Points relied on that do not meet the requirements of Rule 84.04(d) preserve nothing for review. In re Marriage of McCoy, 818 S.W.2d 322, 325 (Mo.App.1991). In addition, “allegations of error ... not properly briefed shall not be considered in any civil appeal_” Rule 84.13(a).

Points 1 and 2 ignore the why and wherein requirements of Rule 84.04(d). *888Point 1 fails to set forth the rule of law which the trial court should have applied (the why requirement) if defendant failed to receive the stated notices or demand for payment. Point 2 fails to set forth the evidentiary basis upon which the doctrine of res judicata is applicable (the wherein requirement). As written, this point only sets out an abstract statement of law. See State ex rel. Marshall v. Hercey, 869 S.W.2d 878, 880-81 (Mo.App.1994).

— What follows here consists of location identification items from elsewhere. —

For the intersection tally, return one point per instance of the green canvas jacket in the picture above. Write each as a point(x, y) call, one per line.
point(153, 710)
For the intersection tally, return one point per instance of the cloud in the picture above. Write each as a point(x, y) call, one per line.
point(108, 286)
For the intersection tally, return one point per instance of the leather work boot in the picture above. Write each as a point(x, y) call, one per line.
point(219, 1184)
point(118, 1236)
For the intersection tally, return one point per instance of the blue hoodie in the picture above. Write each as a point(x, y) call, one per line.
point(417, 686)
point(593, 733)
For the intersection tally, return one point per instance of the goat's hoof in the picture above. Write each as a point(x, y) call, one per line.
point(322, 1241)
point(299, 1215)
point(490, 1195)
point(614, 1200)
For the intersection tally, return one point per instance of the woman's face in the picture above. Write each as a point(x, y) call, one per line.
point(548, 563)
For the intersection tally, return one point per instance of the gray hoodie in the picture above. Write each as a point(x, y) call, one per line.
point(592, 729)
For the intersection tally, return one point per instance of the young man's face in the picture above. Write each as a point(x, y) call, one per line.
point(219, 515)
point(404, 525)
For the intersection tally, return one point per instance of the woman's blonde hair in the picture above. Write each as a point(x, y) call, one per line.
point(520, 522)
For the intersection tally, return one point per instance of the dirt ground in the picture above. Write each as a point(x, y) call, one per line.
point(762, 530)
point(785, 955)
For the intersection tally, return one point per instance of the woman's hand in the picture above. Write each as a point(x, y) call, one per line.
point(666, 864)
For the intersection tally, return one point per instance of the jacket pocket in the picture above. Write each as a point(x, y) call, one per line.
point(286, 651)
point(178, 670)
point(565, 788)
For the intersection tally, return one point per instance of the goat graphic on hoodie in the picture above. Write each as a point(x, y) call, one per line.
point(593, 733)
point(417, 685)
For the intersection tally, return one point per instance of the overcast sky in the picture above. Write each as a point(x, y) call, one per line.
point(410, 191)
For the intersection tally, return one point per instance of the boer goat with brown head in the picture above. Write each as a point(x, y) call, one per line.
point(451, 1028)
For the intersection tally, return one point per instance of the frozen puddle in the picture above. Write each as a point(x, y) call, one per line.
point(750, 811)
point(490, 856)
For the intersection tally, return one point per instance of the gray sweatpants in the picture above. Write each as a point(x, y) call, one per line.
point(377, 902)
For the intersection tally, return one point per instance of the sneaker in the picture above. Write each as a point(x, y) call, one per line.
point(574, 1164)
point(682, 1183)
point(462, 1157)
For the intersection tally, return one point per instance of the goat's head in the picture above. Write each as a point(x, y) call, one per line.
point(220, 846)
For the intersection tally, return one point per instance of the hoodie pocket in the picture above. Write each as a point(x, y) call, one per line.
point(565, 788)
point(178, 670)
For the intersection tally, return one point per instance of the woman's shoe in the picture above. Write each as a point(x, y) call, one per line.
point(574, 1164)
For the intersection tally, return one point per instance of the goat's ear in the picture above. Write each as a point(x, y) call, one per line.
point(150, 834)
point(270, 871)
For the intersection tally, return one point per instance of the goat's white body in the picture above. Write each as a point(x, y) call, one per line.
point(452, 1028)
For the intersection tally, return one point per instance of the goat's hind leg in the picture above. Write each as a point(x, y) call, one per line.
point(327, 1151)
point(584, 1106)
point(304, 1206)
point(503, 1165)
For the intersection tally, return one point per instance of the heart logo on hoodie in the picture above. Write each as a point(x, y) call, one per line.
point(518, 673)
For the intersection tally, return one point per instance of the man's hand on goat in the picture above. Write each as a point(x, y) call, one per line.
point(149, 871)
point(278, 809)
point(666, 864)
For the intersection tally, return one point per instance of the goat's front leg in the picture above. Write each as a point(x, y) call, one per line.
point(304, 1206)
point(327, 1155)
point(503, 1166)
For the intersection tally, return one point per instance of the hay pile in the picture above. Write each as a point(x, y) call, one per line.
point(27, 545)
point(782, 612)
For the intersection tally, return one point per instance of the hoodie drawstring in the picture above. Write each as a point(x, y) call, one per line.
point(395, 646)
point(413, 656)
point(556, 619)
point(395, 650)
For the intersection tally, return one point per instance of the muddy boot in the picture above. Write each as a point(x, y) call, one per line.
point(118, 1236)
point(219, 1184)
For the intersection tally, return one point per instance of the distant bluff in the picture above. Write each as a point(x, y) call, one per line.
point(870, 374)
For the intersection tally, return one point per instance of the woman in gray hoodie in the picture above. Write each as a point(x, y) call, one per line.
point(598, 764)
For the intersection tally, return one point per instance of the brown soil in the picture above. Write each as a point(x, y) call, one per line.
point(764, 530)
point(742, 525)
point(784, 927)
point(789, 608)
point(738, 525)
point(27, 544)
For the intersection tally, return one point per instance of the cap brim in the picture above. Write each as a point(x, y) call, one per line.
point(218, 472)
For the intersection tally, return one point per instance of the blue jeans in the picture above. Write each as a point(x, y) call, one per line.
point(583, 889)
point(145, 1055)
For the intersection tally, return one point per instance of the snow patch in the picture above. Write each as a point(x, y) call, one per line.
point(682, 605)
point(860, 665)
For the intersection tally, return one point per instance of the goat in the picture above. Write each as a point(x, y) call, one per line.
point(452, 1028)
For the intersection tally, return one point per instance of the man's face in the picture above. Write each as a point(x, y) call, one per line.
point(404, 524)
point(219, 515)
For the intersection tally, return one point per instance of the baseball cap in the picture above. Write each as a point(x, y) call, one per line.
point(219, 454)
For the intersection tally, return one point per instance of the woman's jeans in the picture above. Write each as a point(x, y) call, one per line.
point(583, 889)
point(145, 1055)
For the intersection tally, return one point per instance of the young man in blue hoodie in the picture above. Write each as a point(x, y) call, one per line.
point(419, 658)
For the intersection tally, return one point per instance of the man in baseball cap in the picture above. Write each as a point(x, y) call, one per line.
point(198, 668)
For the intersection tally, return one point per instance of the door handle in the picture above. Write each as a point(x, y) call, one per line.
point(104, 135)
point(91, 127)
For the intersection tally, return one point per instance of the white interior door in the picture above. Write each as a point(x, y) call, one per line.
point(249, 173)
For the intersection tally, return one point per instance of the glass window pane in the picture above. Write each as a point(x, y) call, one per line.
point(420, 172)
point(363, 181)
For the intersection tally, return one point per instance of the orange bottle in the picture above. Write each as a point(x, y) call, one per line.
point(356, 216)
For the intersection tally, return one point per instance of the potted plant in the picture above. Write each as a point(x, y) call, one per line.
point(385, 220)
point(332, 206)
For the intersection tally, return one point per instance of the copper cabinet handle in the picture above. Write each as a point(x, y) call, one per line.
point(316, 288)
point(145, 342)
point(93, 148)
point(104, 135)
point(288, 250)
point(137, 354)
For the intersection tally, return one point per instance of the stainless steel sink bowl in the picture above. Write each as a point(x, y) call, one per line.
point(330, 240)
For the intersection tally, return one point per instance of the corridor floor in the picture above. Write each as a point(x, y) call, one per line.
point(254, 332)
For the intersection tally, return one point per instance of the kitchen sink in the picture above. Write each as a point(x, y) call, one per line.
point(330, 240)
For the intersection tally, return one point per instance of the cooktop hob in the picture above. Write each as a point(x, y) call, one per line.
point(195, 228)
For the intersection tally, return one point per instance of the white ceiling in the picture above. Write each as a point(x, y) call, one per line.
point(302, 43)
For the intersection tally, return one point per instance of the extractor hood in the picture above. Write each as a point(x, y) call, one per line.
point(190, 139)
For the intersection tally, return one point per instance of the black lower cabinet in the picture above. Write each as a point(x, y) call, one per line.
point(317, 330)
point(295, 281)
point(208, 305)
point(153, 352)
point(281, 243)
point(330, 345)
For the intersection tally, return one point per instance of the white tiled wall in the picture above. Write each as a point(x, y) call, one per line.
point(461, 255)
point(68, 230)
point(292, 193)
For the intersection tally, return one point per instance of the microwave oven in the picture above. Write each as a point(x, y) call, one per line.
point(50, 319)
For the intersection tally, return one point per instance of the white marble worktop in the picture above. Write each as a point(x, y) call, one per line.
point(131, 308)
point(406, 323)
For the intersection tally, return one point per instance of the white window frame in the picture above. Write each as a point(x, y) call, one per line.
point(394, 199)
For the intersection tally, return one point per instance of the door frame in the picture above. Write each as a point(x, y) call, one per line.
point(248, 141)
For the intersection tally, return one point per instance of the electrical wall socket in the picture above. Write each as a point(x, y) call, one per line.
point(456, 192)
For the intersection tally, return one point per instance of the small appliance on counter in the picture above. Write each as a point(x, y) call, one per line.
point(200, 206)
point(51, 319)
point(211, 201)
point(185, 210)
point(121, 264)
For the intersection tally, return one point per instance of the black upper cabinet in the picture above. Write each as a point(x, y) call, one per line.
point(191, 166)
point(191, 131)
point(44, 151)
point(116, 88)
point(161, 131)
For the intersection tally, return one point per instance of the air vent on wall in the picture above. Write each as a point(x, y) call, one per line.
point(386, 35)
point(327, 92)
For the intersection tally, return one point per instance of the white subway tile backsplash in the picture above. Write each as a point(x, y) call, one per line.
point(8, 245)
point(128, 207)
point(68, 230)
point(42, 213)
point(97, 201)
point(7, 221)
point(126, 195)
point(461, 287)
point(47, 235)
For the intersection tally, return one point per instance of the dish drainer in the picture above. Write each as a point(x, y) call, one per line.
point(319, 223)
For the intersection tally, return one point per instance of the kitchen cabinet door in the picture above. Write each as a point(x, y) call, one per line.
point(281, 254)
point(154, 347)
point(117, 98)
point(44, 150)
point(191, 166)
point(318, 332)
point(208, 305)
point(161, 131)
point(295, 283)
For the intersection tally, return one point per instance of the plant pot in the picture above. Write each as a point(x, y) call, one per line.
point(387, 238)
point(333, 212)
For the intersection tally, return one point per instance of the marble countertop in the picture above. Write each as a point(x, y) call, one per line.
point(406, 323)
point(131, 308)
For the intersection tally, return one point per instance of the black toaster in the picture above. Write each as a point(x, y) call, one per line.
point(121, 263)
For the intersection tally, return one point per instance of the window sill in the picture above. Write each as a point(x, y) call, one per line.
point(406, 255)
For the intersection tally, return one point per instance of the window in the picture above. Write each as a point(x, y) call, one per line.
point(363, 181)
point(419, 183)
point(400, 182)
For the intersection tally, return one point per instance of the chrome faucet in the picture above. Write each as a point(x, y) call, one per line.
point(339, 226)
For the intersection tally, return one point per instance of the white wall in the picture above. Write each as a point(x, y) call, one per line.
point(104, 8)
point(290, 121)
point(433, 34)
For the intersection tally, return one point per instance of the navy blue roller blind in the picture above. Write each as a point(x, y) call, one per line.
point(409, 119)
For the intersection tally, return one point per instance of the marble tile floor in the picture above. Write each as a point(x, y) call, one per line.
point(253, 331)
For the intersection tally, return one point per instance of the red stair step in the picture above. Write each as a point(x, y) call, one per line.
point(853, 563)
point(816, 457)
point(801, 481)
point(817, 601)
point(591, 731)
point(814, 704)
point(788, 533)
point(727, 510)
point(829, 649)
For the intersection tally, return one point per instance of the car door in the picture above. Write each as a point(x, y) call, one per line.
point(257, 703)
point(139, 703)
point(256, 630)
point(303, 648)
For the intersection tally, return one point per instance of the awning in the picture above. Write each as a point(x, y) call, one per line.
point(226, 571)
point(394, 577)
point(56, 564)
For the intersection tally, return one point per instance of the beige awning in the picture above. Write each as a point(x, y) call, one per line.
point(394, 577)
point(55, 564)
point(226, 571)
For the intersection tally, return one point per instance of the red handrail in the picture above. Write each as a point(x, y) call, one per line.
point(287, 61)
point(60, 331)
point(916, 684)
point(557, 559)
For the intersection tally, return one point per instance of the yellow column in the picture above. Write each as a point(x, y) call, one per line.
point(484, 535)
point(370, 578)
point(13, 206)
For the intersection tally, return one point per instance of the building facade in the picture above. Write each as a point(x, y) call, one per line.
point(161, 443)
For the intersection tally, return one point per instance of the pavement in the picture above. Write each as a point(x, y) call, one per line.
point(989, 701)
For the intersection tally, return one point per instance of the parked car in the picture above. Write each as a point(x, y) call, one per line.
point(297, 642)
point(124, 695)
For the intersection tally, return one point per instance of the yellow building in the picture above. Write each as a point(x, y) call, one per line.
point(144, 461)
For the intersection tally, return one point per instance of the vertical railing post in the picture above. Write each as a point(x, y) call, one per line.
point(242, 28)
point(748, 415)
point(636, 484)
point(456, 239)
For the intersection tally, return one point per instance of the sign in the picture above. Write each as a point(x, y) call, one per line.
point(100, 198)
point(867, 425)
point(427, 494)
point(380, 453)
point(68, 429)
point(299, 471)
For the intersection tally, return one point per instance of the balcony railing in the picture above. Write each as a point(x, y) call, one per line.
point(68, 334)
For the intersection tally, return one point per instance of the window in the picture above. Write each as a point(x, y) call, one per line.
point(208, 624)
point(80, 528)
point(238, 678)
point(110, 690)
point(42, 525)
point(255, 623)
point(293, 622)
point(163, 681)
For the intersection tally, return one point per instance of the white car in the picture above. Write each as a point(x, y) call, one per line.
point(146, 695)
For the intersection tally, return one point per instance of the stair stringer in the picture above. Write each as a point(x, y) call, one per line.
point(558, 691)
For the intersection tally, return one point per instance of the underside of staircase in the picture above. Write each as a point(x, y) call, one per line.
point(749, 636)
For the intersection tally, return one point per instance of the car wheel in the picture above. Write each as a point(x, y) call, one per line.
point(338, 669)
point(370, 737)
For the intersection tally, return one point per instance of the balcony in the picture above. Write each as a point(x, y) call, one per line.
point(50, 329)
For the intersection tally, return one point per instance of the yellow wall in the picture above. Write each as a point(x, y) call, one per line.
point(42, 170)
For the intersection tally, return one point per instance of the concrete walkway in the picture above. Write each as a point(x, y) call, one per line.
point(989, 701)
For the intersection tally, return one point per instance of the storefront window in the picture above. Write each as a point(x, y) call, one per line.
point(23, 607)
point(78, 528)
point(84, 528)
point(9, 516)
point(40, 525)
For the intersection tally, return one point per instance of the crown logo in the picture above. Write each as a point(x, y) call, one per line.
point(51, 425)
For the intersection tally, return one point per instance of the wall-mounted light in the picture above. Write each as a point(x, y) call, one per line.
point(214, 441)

Regardless of such deficiencies, we may look to the argument portion of JEM’s brief to determine if plain error occurred which would permit relief under Rule 84.13(c). McCoy, 818 S.W.2d at 325. The approximate one-page argument following each point provides little assistance for any meaningful plain error review. For that reason we decline the discretionary authority granted us by Rule 84.13(c).

JEM’s last point argues that the trial court erred in denying his motion for summary judgment. It is well settled that the denial of a motion for summary judgment is not subject to appellate review. Kabir v. Missouri Dep’t of Social Services, 845 S.W.2d 102, 103 (Mo.App.1993). “That holding has been made when a party has attempted to appeal from the order denying his motion for summary judgment, the rationale being that such an order does not constitute a final judgment for purpose of appeal.” Farmers and Merchants Ins. Co. v. Cologna, 736 S.W.2d 559, 569 (Mo.App.1987). Explaining why such an order does not constitute a final judgment for the purposes of appeal, Parker v. Wallace, 431 S.W.2d 136 (Mo.1968), states:

The matter of the propriety of the court’s action in overruling a motion for summary judgment is not an appealable order. Upon that ruling, the issues raised by the pleadings are still in the case, and it is - upon those issues, when decided and if timely and properly presented, that an appeal lies.

Id. at 137-38 (citation omitted).

JEM’s appeal is dismissed. The summary judgment in favor of Mary against Plaintiff is reversed, and that portion of the case is remanded for further proceedings.

FLANIGAN and GARRISON, JJ., concur.

. For ease of reference only, we refer to the Dilks by their first names.

. Rule references are to Missouri Rules of Court (1995), unless otherwise indicated.

. Mary also argues that she was discharged because Plaintiff was "added” as a guarantor without her knowledge or consent thus changing her guaranty obligation by lessening her exposure. Nothing in the record supports this argument because the note and guaranty agreements were all signed the same day. Furthermore, the trial court’s judgment was not based on this theory apparently because the record lacked factual support for such a determination.